1 files changed, 6 insertions, 3 deletions
diff --git a/problem.tex b/problem.tex
index c21135b..73647da 100755
--- a/problem.tex
+++ b/problem.tex
@@ -6,7 +6,7 @@ The theory of experimental design \cite{pukelsheim2006optimal,atkinson2007optimu
 Suppose that an experimenter \E\ wishes to conduct $k$ among $n$ possible
 experiments. Each experiment $i\in\mathcal{N}\defeq \{1,\ldots,n\}$ is
 associated with a set of parameters (or features) $x_i\in \reals^d$, normalized
-so that $$b\leq \|x_i\|^2_2\leq 1,$$ for some $b>0$. Denote by $S\subseteq \mathcal{N}$, where $|S|=k$, the set of experiments selected; upon its execution, experiment $i\in S$ reveals an output variable (the ``measurement'') $y_i$,  related to the experiment features $x_i$ through a linear function, \emph{i.e.},
+so that $b\leq \|x_i\|^2_2\leq 1,$ for some $b>0$. Denote by $S\subseteq \mathcal{N}$, where $|S|=k$, the set of experiments selected; upon its execution, experiment $i\in S$ reveals an output variable (the ``measurement'') $y_i$,  related to the experiment features $x_i$ through a linear function, \emph{i.e.},
 \begin{align}\label{model}
      \forall i\in\mathcal{N},\quad y_i = \T{\beta} x_i + \varepsilon_i
 \end{align}
@@ -25,8 +25,11 @@ distribution on $\beta$, \emph{i.e.},  $\beta$ has a multivariate normal prior
 with zero mean  and covariance $\sigma^2R^{-1}\in \reals^{d^2}$ (where $\sigma^2$ is the noise variance). 

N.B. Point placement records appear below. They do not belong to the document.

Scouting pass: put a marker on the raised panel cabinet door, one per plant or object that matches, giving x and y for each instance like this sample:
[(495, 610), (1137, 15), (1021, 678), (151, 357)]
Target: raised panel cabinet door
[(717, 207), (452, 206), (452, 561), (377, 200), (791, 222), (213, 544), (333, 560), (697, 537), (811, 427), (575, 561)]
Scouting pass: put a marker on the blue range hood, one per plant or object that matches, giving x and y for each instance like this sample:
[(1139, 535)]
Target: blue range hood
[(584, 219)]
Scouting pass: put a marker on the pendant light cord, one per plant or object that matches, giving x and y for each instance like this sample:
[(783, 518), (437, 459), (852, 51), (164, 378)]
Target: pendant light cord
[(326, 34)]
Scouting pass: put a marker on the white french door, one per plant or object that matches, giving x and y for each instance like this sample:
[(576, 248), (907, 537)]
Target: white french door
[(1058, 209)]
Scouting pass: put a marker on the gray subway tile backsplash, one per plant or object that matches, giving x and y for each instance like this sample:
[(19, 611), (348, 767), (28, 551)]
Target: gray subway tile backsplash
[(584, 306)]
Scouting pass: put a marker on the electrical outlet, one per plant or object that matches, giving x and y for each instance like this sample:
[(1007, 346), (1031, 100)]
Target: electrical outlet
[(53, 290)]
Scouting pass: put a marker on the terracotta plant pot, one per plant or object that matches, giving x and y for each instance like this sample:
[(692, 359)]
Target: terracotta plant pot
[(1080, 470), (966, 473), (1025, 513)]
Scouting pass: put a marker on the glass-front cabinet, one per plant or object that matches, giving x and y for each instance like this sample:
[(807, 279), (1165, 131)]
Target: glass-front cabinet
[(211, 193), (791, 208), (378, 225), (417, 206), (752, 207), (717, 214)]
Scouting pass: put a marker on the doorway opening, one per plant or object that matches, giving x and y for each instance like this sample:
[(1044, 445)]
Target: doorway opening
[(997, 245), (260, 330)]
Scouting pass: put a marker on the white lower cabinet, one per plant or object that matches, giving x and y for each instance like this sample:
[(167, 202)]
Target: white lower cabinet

 Then, \E\ estimates $\beta$ through \emph{maximum a posteriori estimation}: \emph{i.e.}, finding the parameter which maximizes the posterior distribution of $\beta$ given the observations $y_S$. Under the linearity assumption \eqref{model} and the Gaussian prior on $\beta$, maximum a posteriori estimation leads to the following maximization \cite{hastie}: 
 \begin{align}
-    \hat{\beta} = \argmax_{\beta\in\reals^d} \prob(\beta\mid y_S) =\argmin_{\beta\in\reals^d} \big(\sum_{i\in S} (y_i - \T{\beta}x_i)^2
-    + \T{\beta}R\beta\big) = (R+\T{X_S}X_S)^{-1}X_S^Ty_S \label{ridge}
+    \begin{split}
+        \hat{\beta} = \argmax_{\beta\in\reals^d} \prob(\beta\mid y_S) &=\argmin_{\beta\in\reals^d} \big(\sum_{i\in S} (y_i - \T{\beta}x_i)^2
+    + \T{\beta}R\beta\big)\\
+    & = (R+\T{X_S}X_S)^{-1}X_S^Ty_S \label{ridge}
+\end{split}
 \end{align}
 where the last equality is obtained by setting  $\nabla_{\beta}\prob(\beta\mid y_S)$ to zero and solving the resulting linear system; in \eqref{ridge}, $X_S\defeq[x_i]_{i\in S}\in \reals^{|S|\times d}$ is the matrix of experiment features and
 $y_S\defeq[y_i]_{i\in S}\in\reals^{|S|}$ are the observed measurements.